Beim Sherry unterscheiden wir zwei verschiedene Grundtypen: Zum einen den trockenen und strohgelben Fino und zum anderen den dunklen und körperreichen Oloroso. Die Duftkomponenten reichen von Backhefe, Kaffee über Zwetschgen bis zu Nüssen. Palpmino, Pedro Ximenez und Moscatel sind die drei weißen Rebsorten, welche für Sherry Produktion zugelassen sind.

Erst durch die Zugabe von Aguardente, einem ganz besonderen Branntwein, macht der Weißwein eine wunderbare Wandlung zum Sherry durch. Der so nach der Gärung aufgesprittete Wein darf ausschließlich aus der Region um Jerez de la Frontera, Puerto de Santa Maria und Sanlucar de Barrameda im Südwesten Andalusiens stammen.
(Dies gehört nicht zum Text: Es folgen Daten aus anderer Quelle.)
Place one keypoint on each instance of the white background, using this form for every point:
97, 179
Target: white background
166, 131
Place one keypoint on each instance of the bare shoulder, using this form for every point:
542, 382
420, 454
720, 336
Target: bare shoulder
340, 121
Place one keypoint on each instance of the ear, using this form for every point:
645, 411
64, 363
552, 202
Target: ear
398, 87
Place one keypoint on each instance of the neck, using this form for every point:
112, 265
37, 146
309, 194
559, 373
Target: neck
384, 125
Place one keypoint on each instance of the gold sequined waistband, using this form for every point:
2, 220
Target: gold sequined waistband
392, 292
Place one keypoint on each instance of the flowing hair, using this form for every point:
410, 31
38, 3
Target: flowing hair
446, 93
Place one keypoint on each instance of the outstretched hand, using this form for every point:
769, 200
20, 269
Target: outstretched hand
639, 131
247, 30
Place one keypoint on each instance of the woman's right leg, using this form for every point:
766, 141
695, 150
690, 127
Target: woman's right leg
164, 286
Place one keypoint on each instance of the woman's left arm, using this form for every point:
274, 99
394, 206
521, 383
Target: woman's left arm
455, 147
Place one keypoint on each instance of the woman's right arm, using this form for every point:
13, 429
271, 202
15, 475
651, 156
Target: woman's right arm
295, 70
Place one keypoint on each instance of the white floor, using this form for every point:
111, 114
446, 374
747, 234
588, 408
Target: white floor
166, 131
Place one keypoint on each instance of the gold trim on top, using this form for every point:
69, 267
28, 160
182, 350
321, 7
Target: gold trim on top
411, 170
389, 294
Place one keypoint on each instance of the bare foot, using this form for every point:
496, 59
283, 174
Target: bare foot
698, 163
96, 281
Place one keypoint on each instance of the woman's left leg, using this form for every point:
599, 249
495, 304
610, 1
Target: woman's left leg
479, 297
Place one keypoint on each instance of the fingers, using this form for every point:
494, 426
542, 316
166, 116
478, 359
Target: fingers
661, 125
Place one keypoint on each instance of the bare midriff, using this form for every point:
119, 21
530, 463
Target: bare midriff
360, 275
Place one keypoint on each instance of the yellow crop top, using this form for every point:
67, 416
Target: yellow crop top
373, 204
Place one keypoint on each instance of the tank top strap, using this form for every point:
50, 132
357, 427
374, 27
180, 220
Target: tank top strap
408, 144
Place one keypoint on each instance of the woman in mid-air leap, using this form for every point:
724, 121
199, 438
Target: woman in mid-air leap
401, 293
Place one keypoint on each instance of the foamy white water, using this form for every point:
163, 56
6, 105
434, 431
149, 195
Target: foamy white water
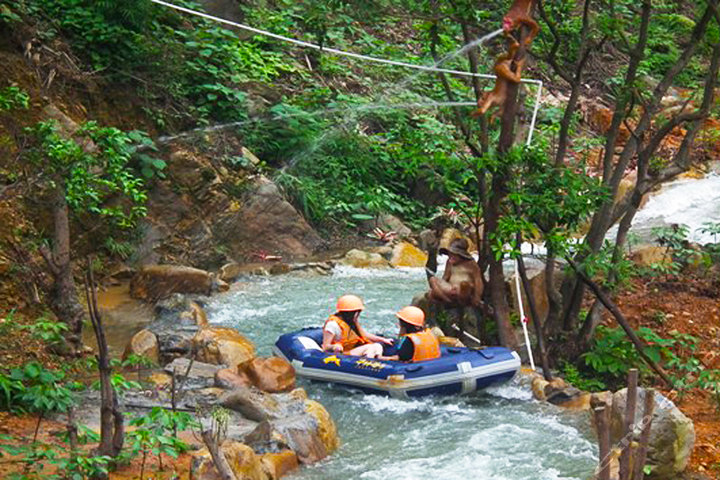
686, 201
501, 434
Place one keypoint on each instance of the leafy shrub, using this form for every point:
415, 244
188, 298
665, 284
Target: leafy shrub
47, 330
156, 433
38, 456
33, 388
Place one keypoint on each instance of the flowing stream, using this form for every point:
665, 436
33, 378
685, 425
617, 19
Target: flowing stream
501, 434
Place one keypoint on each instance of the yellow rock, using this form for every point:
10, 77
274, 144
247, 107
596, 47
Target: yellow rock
143, 344
581, 402
538, 387
278, 464
221, 345
359, 259
646, 256
243, 461
326, 426
299, 394
161, 380
408, 255
273, 375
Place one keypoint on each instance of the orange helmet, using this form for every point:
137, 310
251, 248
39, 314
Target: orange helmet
412, 315
349, 303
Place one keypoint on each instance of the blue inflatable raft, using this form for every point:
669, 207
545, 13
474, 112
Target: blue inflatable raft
458, 371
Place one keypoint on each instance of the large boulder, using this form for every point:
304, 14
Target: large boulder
272, 374
265, 220
230, 379
143, 344
278, 464
310, 432
155, 282
325, 426
389, 223
360, 259
243, 462
672, 436
257, 405
177, 320
405, 254
222, 346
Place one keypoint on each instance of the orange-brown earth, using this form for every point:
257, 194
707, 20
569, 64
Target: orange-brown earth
687, 305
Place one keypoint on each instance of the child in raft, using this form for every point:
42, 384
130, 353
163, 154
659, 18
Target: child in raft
343, 334
417, 343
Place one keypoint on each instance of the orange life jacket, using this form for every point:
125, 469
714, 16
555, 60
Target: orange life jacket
349, 339
426, 346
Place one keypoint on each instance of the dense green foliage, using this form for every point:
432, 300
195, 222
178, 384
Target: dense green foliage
91, 175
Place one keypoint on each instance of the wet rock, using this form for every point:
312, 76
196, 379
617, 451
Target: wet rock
672, 436
143, 344
273, 375
230, 271
279, 269
230, 379
408, 255
155, 282
277, 465
319, 268
243, 461
160, 380
538, 386
649, 255
257, 405
223, 346
384, 250
201, 374
325, 426
298, 394
389, 223
359, 259
568, 397
302, 436
266, 220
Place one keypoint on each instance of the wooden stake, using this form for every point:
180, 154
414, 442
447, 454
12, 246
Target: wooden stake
629, 425
219, 460
603, 428
638, 472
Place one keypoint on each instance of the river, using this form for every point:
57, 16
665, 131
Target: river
502, 434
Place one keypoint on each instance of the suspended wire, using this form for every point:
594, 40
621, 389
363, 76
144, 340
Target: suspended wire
359, 56
330, 50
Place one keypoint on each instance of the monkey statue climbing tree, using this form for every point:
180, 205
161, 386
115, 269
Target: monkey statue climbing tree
518, 16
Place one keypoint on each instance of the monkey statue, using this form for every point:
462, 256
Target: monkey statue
520, 15
505, 75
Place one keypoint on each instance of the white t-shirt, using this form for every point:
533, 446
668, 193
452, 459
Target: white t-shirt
333, 327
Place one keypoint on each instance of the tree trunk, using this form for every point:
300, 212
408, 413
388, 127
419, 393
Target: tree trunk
112, 422
63, 297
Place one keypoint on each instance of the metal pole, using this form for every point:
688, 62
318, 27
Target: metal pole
523, 318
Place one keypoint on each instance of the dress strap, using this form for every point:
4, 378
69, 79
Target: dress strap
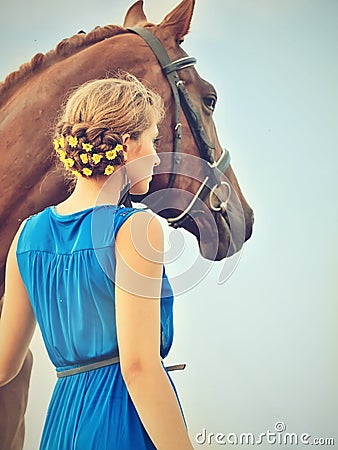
104, 363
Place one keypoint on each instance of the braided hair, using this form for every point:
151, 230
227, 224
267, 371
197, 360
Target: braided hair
88, 136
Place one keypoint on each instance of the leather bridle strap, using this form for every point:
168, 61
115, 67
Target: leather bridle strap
170, 70
182, 99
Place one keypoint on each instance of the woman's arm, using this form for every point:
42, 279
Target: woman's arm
139, 260
17, 321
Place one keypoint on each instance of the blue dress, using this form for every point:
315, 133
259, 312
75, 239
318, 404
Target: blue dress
67, 263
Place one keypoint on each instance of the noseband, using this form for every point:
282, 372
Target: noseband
182, 100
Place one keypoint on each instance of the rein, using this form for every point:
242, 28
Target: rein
182, 101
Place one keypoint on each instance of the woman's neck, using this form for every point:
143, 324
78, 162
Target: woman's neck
92, 192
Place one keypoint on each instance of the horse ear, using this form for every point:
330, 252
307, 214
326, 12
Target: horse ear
178, 20
135, 15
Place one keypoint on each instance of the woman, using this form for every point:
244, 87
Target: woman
90, 271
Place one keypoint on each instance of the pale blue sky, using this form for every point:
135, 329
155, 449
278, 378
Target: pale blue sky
263, 346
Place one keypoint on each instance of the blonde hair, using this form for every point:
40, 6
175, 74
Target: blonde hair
88, 134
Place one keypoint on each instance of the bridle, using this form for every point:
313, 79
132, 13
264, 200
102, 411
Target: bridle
182, 100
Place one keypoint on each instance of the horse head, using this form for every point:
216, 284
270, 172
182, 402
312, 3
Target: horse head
31, 98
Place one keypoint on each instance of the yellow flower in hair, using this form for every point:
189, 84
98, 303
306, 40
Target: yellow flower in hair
72, 141
87, 147
111, 154
109, 170
61, 153
96, 158
56, 144
62, 142
87, 172
69, 162
84, 158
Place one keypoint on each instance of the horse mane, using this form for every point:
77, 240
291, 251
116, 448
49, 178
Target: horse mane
64, 49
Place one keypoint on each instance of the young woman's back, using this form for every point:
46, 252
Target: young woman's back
68, 266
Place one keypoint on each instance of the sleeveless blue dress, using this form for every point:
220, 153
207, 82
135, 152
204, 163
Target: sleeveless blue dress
67, 264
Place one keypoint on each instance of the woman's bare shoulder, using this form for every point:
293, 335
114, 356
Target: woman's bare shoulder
141, 233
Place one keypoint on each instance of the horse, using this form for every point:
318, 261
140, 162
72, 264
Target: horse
30, 99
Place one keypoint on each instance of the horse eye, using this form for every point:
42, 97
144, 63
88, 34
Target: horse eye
210, 102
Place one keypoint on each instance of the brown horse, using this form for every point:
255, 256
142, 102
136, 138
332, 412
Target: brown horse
31, 97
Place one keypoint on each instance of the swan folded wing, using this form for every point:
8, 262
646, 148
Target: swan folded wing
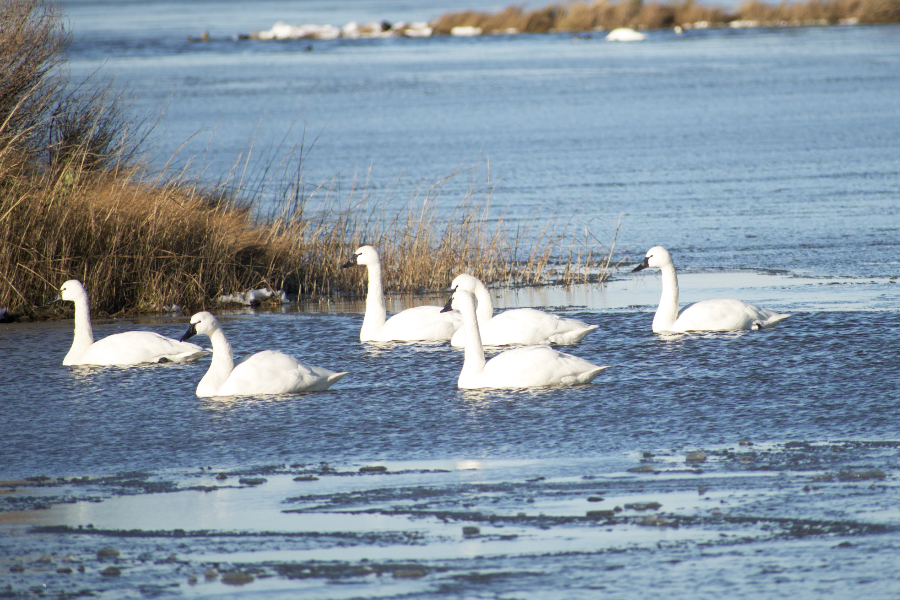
725, 314
528, 326
135, 347
271, 372
535, 366
422, 323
Beim Fino, als der klassische und trockene Sherry, liegt die Besonderheit im Ausbau durch die graugelbe Florhefe, welche sich auf der ganzen Weinoberfläche ausbildet und so den Wein fast unter Luftabschluss reifen lässt. Die Verhinderung von Oxidation verleiht ihm seine charakteristischen Aromen bei einem leicht bitterem und salzigem Abgang.

Oloroso wird auf 17,5 V % mit Weinbrand aufgespittet und dies verhindert die Bildung der Florhefe. Der Reifeprozess mit Sauerstoff-Kontakt gibt ihm seine dunkle Farbe und seinen würzigen Geschmack mit nussigen Aromen.

Die Weine werden anschließend in Fässer gezogen und verbleiben anschließend mindestens drei Jahre im Solera-System, bevor sie in den Handel kommen. Topqualitäten weisen Reifezeiten bis 8 Jahre auf. Unter Solera verstehen wir bis zu fünf Fassreihen übereinander aufgestapelt, wobei sich oben der junge Wein befindet und unten der gereiftere.

Ein bis zweimal im Jahr wird aus den ältesten Fässern abgezapft und die fehlende Menge dann aus dem nächstjüngeren Fass nachgefüllt. Die entnommene Qualität des Weines bleibt konstant, da der jüngere und frisch zugeführte Wein rasch die komplexen Aromen des Altweines annimmt.

Bei uns wird Sherry meist nur als Aperitif oder Digestif gereicht, in seinem Heimatland aber ist er Essensbegleiter über das ganze Menü. Die Sherryvielfalt, im Gaumen von staubtrocken bis üppig süß, kann zu vielen Speisen serviert werden.

Der trockene Manzanilla und der Fino verstehen sich hervorragend mit Meeresfrüchten und hellem Fisch, aber auch mit asiatischen Speisen, während die Olorosos als eine perfekte Ergänzung zu dunklem Fleisch, Wild und geschmortem jeder Art einhergehen.